Events & News

Lüchow’s Papers Preserved: Jack Taylor Donates Collection

October 14, 2009
Article from Fall 2009 Newsletter

NYPAP is pleased to announce our receipt of Jack Taylor’s papers on the struggle to save Lüchow’s restaurant. This generous and thoughtful donation is valuable both for current activists and for those interested in NYC’s recent history.

A former copy editor at Family Circle, Jack Taylor became involved in preservation after transitioning to freelance work and noticing the myriad changes then occurring in his Gramercy-Union Square neighborhood. Beginning in the 1980s, he became one of New York’s most ardent preservation activists. Working with the Union Square Community Coalition, Mr. Taylor also led the Drive to Protect the Ladies’ Mile, an effort which happily resulted in the 1989 designation of the Ladies’ Mile Historic District.

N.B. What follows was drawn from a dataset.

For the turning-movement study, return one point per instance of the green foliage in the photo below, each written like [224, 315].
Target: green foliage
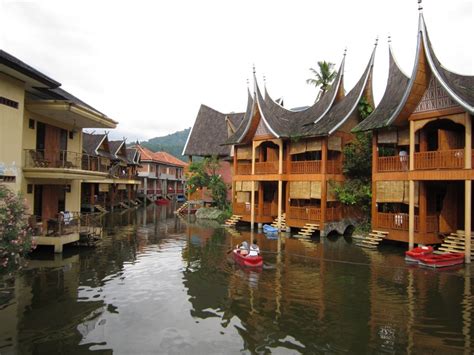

Lüchow’s, the 14th street eatery that once served as a gathering place for the city’s German-American community, was demolished in 1995 after a protracted struggle between preservationists and developers. Built in 1882 by immigrant August Guido Lüchow, the restaurant featured authentic German cuisine and an impressive German Baroque interior. There was also an open beer garden in the back. The restaurant regularly played host to gatherings of the city’s musical community – composers Victor Herbert, Antonín Dvořák, and actress Lillian Russell – were just some of its famous guests – and was the traditional lunch spot for the workers of the nearby Steinway Piano Company. Lüchow’s was also quite popular with neighborhood families, including that of a young Jack Taylor.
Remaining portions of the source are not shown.